Brent Crude Oil reached $81.17 per barrel, up more than 2 per cent, on Monday – its highest since 2014 – after Saudi Arabia and Russia led the way in defying Donald Trump's calls for a production boost.
Commodities trackers Trafigura and Mercuria predicted prices could rise towards $100 per barrel by the end of the year or in early 2019.
Speaking at the Asia Pacific Petroleum Conference (APPEC), Mercuria president Daniel Jaeggi, said around 2 million barrel per day or crude could be lost due to US sanctions on Iran.
He said: “We are on the verge of some significant volatility in Q4 2018 because depending on the severity and duration of the Iranian sanctions, the market simply does not have an adequate supply response for a 2 million barrel a day disappearance of oil from the markets.”
Trafigura's co-head of oil trading, Ben Luckock, told the conference, in Singapore, Brent could rise to $90 per barrel by Christmas and hit the $100 mark in the new year.
Mihir Kapadia, of Sun Global Investments, said: "With Brent crude already above $80.50 per barrel, we can expect the oil markets to close at early $90s by the end of the year and touch $100s by March 2019.

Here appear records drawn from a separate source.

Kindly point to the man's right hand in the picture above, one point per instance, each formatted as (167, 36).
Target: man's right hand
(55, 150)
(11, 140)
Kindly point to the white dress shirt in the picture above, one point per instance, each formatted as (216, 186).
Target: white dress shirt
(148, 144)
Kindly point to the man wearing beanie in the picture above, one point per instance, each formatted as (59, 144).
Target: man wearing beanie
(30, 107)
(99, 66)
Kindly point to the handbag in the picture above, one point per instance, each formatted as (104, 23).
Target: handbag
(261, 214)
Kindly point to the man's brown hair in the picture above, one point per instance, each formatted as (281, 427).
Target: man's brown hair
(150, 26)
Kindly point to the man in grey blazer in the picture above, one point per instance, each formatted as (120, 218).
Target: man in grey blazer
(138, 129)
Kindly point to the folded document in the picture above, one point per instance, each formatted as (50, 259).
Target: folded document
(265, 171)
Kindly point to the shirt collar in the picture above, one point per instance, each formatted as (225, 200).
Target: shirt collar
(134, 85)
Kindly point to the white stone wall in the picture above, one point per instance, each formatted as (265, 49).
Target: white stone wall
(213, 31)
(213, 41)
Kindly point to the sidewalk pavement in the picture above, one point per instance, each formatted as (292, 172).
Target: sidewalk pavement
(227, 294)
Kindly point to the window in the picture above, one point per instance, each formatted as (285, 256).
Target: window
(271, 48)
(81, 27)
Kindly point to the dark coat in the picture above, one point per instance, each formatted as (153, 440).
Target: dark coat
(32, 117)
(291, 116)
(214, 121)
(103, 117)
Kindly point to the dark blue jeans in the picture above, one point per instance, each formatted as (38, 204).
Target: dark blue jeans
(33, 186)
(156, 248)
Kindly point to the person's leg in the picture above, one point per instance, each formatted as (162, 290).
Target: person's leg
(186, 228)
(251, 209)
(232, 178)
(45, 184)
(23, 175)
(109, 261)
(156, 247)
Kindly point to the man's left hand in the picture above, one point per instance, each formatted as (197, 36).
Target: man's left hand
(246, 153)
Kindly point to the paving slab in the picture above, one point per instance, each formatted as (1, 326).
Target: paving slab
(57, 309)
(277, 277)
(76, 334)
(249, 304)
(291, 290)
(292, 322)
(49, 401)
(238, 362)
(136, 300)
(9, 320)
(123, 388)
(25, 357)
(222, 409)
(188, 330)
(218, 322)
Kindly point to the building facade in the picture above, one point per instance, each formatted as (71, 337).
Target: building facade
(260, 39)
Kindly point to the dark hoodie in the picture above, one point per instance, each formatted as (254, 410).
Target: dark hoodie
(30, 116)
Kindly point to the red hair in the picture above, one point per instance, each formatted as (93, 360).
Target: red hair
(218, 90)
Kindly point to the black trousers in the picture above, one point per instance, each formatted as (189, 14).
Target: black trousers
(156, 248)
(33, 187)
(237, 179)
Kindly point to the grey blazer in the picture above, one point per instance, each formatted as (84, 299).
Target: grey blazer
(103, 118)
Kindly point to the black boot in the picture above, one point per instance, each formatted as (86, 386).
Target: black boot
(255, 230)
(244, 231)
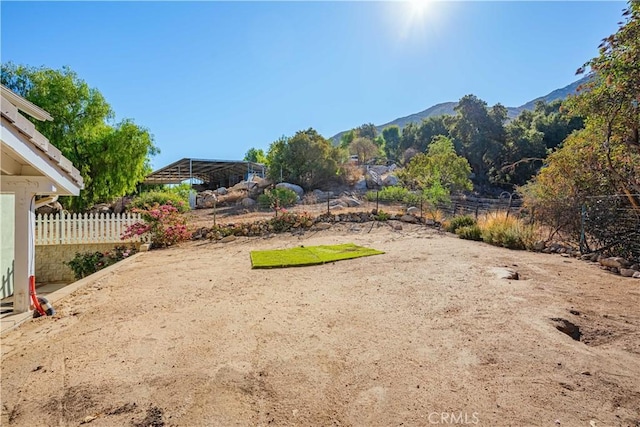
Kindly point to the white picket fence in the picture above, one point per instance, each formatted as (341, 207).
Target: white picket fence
(61, 228)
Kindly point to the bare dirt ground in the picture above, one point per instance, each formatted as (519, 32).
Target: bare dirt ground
(425, 334)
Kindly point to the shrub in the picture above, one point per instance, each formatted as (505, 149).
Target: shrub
(178, 199)
(165, 225)
(84, 264)
(469, 232)
(277, 198)
(382, 216)
(288, 220)
(460, 221)
(507, 231)
(394, 194)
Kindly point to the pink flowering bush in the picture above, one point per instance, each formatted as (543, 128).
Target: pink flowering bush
(164, 224)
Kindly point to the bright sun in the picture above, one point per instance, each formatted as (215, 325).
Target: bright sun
(418, 7)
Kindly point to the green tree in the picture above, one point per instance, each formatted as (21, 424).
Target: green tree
(306, 159)
(610, 104)
(479, 134)
(364, 148)
(255, 155)
(439, 168)
(604, 157)
(112, 157)
(391, 135)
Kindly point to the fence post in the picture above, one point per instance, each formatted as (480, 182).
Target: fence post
(583, 240)
(328, 200)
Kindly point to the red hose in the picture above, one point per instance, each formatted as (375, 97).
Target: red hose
(34, 297)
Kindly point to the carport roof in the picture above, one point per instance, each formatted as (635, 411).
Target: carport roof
(208, 171)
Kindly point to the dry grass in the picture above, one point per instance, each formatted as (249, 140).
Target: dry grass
(501, 229)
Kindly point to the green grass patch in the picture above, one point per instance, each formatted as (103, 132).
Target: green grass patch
(311, 255)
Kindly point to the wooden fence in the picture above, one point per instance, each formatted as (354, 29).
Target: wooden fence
(61, 228)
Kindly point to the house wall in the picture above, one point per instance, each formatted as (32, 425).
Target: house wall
(50, 260)
(7, 237)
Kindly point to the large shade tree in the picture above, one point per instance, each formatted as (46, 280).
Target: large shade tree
(112, 157)
(306, 159)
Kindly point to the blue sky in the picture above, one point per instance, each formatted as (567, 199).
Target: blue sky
(212, 79)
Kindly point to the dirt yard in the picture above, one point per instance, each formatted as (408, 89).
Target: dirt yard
(426, 334)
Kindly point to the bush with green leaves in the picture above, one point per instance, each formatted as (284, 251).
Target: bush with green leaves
(277, 198)
(149, 199)
(469, 232)
(86, 263)
(460, 221)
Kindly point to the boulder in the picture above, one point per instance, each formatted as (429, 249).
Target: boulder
(409, 218)
(390, 181)
(322, 196)
(206, 199)
(616, 262)
(293, 187)
(413, 211)
(539, 245)
(361, 185)
(248, 202)
(379, 169)
(349, 202)
(627, 272)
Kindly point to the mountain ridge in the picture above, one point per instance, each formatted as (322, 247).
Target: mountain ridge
(447, 108)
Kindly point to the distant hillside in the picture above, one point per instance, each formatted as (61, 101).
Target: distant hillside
(447, 108)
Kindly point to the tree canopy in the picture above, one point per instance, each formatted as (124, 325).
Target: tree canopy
(439, 167)
(112, 157)
(255, 155)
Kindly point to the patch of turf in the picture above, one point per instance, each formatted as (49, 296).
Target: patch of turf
(312, 255)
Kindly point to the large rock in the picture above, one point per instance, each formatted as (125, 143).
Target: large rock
(614, 262)
(207, 199)
(409, 218)
(361, 185)
(349, 202)
(299, 191)
(322, 196)
(379, 169)
(413, 211)
(390, 181)
(627, 272)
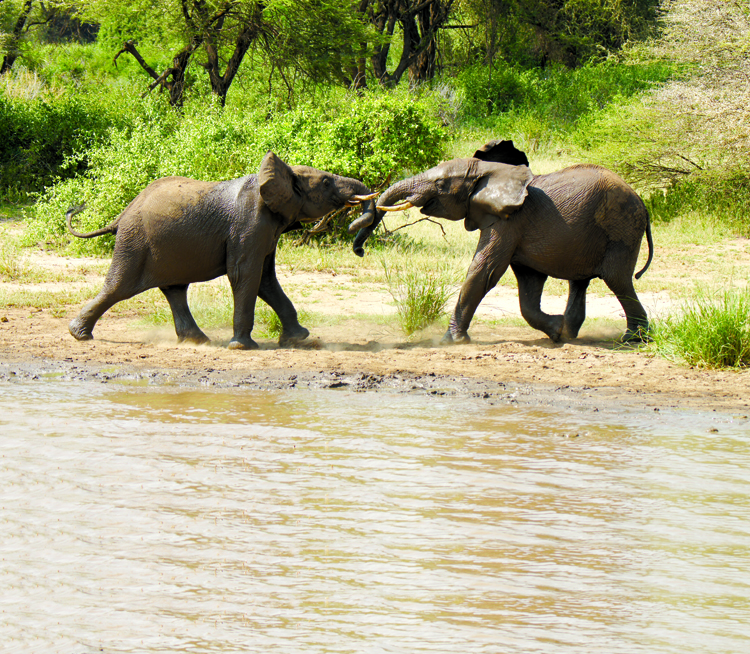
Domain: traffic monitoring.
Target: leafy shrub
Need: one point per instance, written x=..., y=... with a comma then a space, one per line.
x=556, y=95
x=372, y=138
x=38, y=137
x=712, y=330
x=727, y=199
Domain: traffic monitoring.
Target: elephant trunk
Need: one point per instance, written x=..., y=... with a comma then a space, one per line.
x=372, y=217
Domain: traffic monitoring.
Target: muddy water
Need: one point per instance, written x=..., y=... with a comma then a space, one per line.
x=166, y=520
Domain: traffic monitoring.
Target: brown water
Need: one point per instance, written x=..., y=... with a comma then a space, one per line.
x=166, y=520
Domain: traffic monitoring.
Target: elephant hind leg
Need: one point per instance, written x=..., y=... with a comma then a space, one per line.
x=575, y=311
x=530, y=286
x=82, y=326
x=637, y=318
x=184, y=323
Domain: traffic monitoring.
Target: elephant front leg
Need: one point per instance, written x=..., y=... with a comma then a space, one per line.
x=489, y=264
x=272, y=294
x=245, y=282
x=530, y=287
x=575, y=311
x=184, y=323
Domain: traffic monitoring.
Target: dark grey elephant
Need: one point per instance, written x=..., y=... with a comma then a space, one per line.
x=577, y=224
x=178, y=231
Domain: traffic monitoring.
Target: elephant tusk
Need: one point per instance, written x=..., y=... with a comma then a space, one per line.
x=359, y=199
x=403, y=206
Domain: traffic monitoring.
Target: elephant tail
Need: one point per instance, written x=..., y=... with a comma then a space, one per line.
x=109, y=229
x=650, y=242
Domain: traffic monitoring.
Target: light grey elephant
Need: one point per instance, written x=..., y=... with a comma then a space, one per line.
x=178, y=231
x=578, y=224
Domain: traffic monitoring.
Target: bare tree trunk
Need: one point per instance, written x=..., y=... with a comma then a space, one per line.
x=175, y=85
x=15, y=38
x=220, y=83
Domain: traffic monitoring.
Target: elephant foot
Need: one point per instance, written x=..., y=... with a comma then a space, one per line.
x=194, y=339
x=569, y=333
x=78, y=331
x=242, y=344
x=460, y=338
x=290, y=338
x=556, y=328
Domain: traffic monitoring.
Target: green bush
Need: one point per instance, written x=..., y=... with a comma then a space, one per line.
x=38, y=137
x=555, y=95
x=711, y=331
x=372, y=138
x=727, y=199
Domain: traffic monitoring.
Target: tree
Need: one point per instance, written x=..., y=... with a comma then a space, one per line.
x=562, y=31
x=420, y=22
x=224, y=30
x=17, y=18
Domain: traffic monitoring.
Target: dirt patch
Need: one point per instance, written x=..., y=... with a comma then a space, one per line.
x=356, y=344
x=503, y=363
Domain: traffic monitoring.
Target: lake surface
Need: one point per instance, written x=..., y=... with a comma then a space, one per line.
x=138, y=519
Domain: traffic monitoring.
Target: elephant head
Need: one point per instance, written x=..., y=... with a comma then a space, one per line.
x=475, y=191
x=304, y=194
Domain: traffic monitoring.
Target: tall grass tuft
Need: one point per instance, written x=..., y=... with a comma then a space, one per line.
x=712, y=331
x=420, y=295
x=12, y=267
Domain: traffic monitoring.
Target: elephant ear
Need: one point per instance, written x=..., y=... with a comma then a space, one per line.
x=502, y=152
x=497, y=194
x=279, y=186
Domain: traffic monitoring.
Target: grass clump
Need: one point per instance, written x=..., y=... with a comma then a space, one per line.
x=712, y=331
x=420, y=295
x=12, y=267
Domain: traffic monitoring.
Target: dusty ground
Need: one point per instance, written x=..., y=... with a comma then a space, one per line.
x=503, y=363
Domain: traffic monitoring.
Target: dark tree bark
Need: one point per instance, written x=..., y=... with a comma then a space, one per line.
x=420, y=22
x=15, y=38
x=173, y=78
x=252, y=28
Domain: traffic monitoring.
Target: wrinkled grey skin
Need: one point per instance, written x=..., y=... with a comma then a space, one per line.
x=577, y=224
x=178, y=231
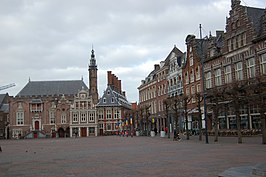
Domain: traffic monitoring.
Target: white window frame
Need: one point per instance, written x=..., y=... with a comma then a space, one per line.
x=263, y=63
x=208, y=80
x=251, y=72
x=109, y=126
x=20, y=118
x=52, y=117
x=192, y=76
x=108, y=113
x=75, y=117
x=227, y=74
x=83, y=117
x=63, y=118
x=193, y=100
x=239, y=71
x=116, y=113
x=100, y=114
x=218, y=77
x=91, y=116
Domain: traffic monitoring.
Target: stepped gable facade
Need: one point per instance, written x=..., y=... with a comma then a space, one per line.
x=112, y=107
x=55, y=108
x=4, y=116
x=240, y=57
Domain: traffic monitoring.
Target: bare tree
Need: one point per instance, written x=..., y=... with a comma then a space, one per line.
x=215, y=98
x=199, y=99
x=238, y=95
x=258, y=97
x=176, y=107
x=185, y=99
x=167, y=104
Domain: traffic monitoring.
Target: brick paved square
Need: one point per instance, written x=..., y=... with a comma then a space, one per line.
x=126, y=156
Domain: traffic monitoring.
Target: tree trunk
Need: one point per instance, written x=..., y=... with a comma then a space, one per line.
x=215, y=116
x=263, y=127
x=238, y=124
x=187, y=131
x=200, y=123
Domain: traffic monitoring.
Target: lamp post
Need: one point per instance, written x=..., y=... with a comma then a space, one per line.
x=203, y=87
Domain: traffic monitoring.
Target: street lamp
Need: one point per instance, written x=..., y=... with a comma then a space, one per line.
x=203, y=86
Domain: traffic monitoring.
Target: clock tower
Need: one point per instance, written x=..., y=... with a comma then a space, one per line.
x=93, y=78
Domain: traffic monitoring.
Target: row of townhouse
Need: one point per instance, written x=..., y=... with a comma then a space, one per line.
x=237, y=54
x=66, y=108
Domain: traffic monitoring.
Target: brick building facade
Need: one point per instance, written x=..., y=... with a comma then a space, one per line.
x=45, y=108
x=113, y=107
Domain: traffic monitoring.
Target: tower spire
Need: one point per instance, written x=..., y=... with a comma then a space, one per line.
x=93, y=78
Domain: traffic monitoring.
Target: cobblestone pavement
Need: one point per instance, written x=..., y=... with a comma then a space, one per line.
x=125, y=156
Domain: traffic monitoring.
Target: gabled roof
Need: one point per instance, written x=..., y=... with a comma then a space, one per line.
x=2, y=97
x=4, y=106
x=41, y=88
x=112, y=98
x=254, y=15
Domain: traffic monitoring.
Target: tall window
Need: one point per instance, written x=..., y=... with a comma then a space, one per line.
x=251, y=68
x=116, y=114
x=20, y=118
x=83, y=117
x=52, y=117
x=198, y=88
x=193, y=94
x=63, y=118
x=218, y=77
x=239, y=71
x=75, y=117
x=227, y=74
x=191, y=59
x=186, y=78
x=108, y=114
x=91, y=117
x=208, y=78
x=109, y=126
x=192, y=75
x=263, y=63
x=100, y=114
x=198, y=73
x=187, y=91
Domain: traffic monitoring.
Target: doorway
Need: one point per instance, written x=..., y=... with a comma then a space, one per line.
x=83, y=131
x=36, y=124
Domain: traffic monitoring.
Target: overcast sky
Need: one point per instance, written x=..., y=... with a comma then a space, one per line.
x=52, y=39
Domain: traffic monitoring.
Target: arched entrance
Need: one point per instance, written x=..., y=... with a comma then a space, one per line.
x=36, y=125
x=61, y=133
x=83, y=131
x=67, y=132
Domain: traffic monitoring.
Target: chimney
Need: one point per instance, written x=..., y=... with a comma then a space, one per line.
x=119, y=86
x=156, y=66
x=115, y=83
x=109, y=78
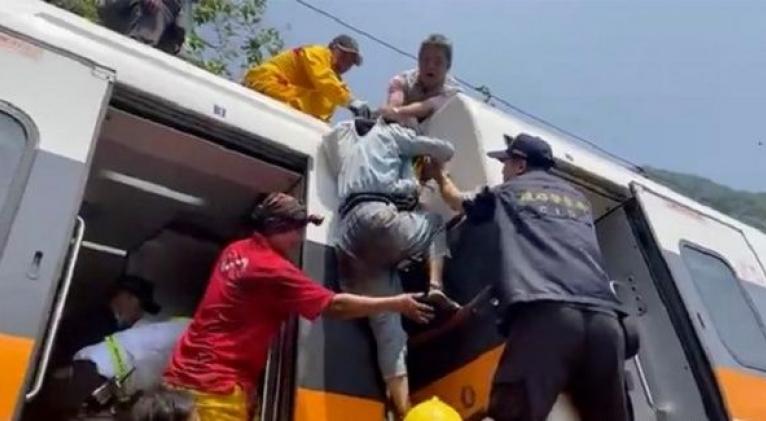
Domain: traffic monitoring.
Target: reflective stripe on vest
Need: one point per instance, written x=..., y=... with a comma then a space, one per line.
x=118, y=358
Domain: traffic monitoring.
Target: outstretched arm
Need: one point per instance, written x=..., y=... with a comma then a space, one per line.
x=349, y=306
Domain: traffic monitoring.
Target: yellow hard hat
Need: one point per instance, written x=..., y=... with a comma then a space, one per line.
x=432, y=410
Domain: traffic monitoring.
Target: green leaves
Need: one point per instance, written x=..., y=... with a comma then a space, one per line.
x=229, y=36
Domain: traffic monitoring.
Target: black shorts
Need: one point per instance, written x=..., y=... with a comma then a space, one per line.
x=554, y=347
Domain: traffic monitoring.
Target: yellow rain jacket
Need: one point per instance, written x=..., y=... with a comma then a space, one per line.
x=302, y=78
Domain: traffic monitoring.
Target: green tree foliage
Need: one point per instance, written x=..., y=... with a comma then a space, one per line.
x=227, y=35
x=747, y=207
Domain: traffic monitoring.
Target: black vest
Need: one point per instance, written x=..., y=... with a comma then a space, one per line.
x=546, y=247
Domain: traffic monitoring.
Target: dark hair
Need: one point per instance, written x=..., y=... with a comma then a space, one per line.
x=163, y=405
x=440, y=41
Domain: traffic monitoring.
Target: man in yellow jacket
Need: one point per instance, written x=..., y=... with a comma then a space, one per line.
x=308, y=78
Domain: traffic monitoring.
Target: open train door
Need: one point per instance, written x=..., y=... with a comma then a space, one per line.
x=716, y=277
x=51, y=105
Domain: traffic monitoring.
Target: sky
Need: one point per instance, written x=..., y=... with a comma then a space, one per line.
x=679, y=85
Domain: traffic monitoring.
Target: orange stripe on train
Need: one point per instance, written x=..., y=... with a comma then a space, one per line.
x=14, y=357
x=315, y=405
x=467, y=388
x=744, y=393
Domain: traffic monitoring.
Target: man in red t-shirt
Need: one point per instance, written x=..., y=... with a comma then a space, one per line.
x=254, y=288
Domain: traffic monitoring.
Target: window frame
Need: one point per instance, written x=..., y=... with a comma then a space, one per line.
x=10, y=204
x=756, y=315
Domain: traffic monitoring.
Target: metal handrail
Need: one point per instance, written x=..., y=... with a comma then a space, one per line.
x=57, y=312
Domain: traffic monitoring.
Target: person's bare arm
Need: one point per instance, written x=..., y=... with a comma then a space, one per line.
x=452, y=196
x=419, y=110
x=349, y=306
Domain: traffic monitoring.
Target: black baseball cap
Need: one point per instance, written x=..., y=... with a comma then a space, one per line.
x=278, y=212
x=142, y=289
x=347, y=44
x=532, y=148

"This is of course dependent on OPEC continuing its commitment with the production limitation strategy until then…The OPEC meeting on 3rd December will set the agenda for the next year’s price mark."
While Naeem Aslam, from Think Markets, said Brent would continue its current rally and touch $90 per barrel.
The sanctions against Iran's oil sector are set to begin on 4 November and Opec and non-Opec oil producers ruled out an immediate production hike to counter falling supply.
Opec's leader Saudi Arabia moved to calm fears that oil prices would continue to rise.
Saudi energy minister Khalid al-Falih said he did “not influence prices” and that increased oil output wasn't necessary, at a meeting in Algeria on Sunday.
He said: “My information is that the markets are adequately supplied.
“I don't know any refiner in the world who is look for oil and is not able to get it.”
Russian energy minister Alexander Novak also said no immediate output increase was necessary.
But he said the trade war between China and the US as well as Trump's sanctions on Iran were creating new challenges for oil markets.
Earlier this week Trump criticised Opec, urging the oil cartel to “get prices down now.”
He said: “We protect the countries of the Middle East, they would not be safe for very long without us, and yet they continue to push for higher and higher oil prices.
“We will remember. The Opec monopoly must get prices down now.”